For several years, high-end dining featuring fusions from Japanese and French mixed in with typical Mexican or Colombian or Peruvian cuisines have been recognized. Case in point: a Mexican woman was recognized as the world’s top chef in 2019.
But more recently, Indigenous flavors have started to get the recognition they deserve.
A Mexican restaurant has been named among the world’s greatest thanks to its Indigenous roots.
The world’s top 20 restaurants – as selected by Travel + Leisure and Food & Wine – finally features an Indigenous restaurant, and from Mexico’s Tabasco state no less.
A culinary critic cited the mole poblano with turkey, scarlet shrimp and the ambience among the reasons the restaurant was chosen to join the rankings of the world’s best.
Cocina Chontal is an intimate restaurant situated in a small house with brick floors and wooden tables where dishes are cooked on an outdoor comal and dogs hang out waiting for scraps. It may seem out of place compared to some of the more ‘high-end’ restaurants on the list. might seem an unlikely place to find one of the world’s best foodie haunts.
Cocina Chontal sits amid the jungle and is bringing Pre-Hispanic flavors to Mexico’s foodie crowd.
Sitting in the middle of the San Isidro de Comalcalco jungle in Tabasco, Mexico, is a restaurant that’s heart is the wood-field comal just outside the front door. The restaurant is on he outskirts of the Zona Arqueológica de Comalcalco, a Chontal Mayan site containing the remains of the westernmost city of the Mayan civilization.
Chef Nelly Córdova Morillo is a former lawyer who grew up eating traditional Chontal cooking on her grandparents’ farm. Her restaurant celebrates the pre-Hispanic cuisine of the region, serving traditional dishes made with traditional ingredients cooked over wood harvested from the surrounding landscape. She’s in touch with her roots and aims to share them with the rest of the world.

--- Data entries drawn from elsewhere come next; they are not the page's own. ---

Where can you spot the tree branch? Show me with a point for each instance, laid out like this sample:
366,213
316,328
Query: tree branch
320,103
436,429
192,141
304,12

Popular dishes include “tortilla Chontal,” a type of fresh-masa quesadilla served with a dark green salsa that tastes of the forest, alongside frothy pineapple agua fresca.
Nevertheless, chef Nelly Córdova Murillo said ending up on the travel magazine’s list was a total surprise.
“Truly it’s incredible,” she told Travel + Leisure. “I was calmly baking some cinnamon rolls with my daughter, and suddenly it occurred to me to get my telephone. I found all these people congratulating me, and I didn’t know for what.”
Córdova is among chefs in major world cities like Rio de Janeiro, Sydney, Bogotá, and Santiago, Chile. But she hasn’t let it go to her head. The award, she said, goes to all tabasqueños.
“It’s their culture, their traditions, their customs, their men and women, their products, and their artisans,” she said. “Cocina Chontal is that. It’s Tabasco in a small place.”